La notule du Rôdeur :
https://www.nanarland.com/on-s-est-fait ... erlin.htmlUn navet que, dans mon masochisme chronique, j'avais déjà regardé il y a à peine deux ans. Cette fois, j'ai vu la version
Convoi de Filles, plus longue d'environ deux minutes que la version
A l'Est de Berlin. Ils ont juste ajouté deux ou trois plans chauds dans les deux petites scènes de cul mollassonnes et gentillettes que compte le film. Dernière nazisploitation produite par Eurociné, différente des autres car très peu crapoteuse et plus sérieuse. C'est avant tout un mélodrame de guerre se voulant réaliste et romantique, suivant le modèle de nombreuses productions plus huppées, avec une romance impossible style "leur amour survivra-t-il à la folie des hommes ?"

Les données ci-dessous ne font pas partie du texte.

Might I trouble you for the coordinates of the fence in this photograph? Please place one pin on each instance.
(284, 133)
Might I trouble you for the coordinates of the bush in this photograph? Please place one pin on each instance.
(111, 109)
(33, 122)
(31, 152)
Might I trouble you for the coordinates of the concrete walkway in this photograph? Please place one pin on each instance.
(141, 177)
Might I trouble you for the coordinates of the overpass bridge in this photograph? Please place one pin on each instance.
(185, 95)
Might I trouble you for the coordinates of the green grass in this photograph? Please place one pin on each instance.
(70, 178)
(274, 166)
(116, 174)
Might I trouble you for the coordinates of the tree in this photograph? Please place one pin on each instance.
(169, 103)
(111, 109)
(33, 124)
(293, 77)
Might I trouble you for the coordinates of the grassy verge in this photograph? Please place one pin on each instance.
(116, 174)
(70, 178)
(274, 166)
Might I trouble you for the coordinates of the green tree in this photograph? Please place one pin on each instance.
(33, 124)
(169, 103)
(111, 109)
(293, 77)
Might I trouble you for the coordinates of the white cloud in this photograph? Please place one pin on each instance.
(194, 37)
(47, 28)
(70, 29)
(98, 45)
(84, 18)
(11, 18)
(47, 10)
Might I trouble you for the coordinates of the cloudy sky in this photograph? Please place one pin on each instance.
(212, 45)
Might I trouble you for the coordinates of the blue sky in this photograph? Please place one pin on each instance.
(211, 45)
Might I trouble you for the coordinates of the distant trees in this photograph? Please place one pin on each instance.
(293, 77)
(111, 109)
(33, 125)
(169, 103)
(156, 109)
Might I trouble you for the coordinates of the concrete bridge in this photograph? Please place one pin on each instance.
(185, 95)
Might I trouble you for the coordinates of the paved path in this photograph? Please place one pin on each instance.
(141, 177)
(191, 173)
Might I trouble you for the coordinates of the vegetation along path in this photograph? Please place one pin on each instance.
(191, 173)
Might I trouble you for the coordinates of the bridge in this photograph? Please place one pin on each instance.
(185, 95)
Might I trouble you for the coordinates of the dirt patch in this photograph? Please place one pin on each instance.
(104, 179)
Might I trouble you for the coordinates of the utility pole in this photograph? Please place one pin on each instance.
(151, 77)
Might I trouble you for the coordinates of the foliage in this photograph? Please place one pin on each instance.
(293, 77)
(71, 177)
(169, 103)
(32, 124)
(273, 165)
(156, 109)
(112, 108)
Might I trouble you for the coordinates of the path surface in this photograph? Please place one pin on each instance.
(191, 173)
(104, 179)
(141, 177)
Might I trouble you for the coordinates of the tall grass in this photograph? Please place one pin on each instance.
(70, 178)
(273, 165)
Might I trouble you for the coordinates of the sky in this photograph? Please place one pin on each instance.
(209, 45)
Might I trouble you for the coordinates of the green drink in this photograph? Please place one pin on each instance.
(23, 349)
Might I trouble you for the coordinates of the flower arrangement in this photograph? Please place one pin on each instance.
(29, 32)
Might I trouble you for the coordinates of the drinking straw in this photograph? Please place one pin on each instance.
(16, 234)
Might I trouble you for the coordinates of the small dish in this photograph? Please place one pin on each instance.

Ca commence par une reconstitution de la campagne d'Afrique du Nord (stock-shots à gogo piqués au
Jardin du Diable avec Richard Harrison, et gros plans du héros jouant à la guerre sur une plage, avec un bruitage pas raccord qui tourne en boucles) et ça se conclue par une reconstitution tout aussi cheap de la défaite de Stalingrad (le moulin du
Lac des Morts Vivants sous la neige, avec le même bruitage qu'au début passé en boucles pendant les scènes de batailles rangées à trois figurants). Etant données les ambitions démesurées de cette grande fresque historique cheapos bricolée avec des bouts de ficelles, quelques éléments nanars sont à sauver, comme le désopilant
"Extrrraaaaaaa !" diffusé dans les quiz de la Nuit Nanarland, mais la mise en scène plate et sans rythme de Pierre Chevalier, et les tunnels de remplissage éhonté (la recette de cuisine de Pamela Stanford), en font un film ennuyeux, même si ce n'est pas le pire Eurociné. L'héroïne Brigitte Parmentier est bien mignonne et joue plutôt pas mal par rapport au reste (notamment son amant, le très mauvais Jean-Marie Lemaire). Malisa Longo fait un très bref caméo (elle devait se trouver sur le lieu de tournage ce jour-là, pour tourner une autre nazisploitation Eurociné, sans doute
Helga, la Louve de Stilberg). Egalement une petite apparition de la star du porno Cathy Stewart. La morale "le nazisme, c'est pas bien" est aussi attendrissante de naïveté et de manque de subtilité.
Je le mettrai un de ces quatre sur ma chaîne, pour les curieux, les complétistes d'Eurociné et les insomniaques.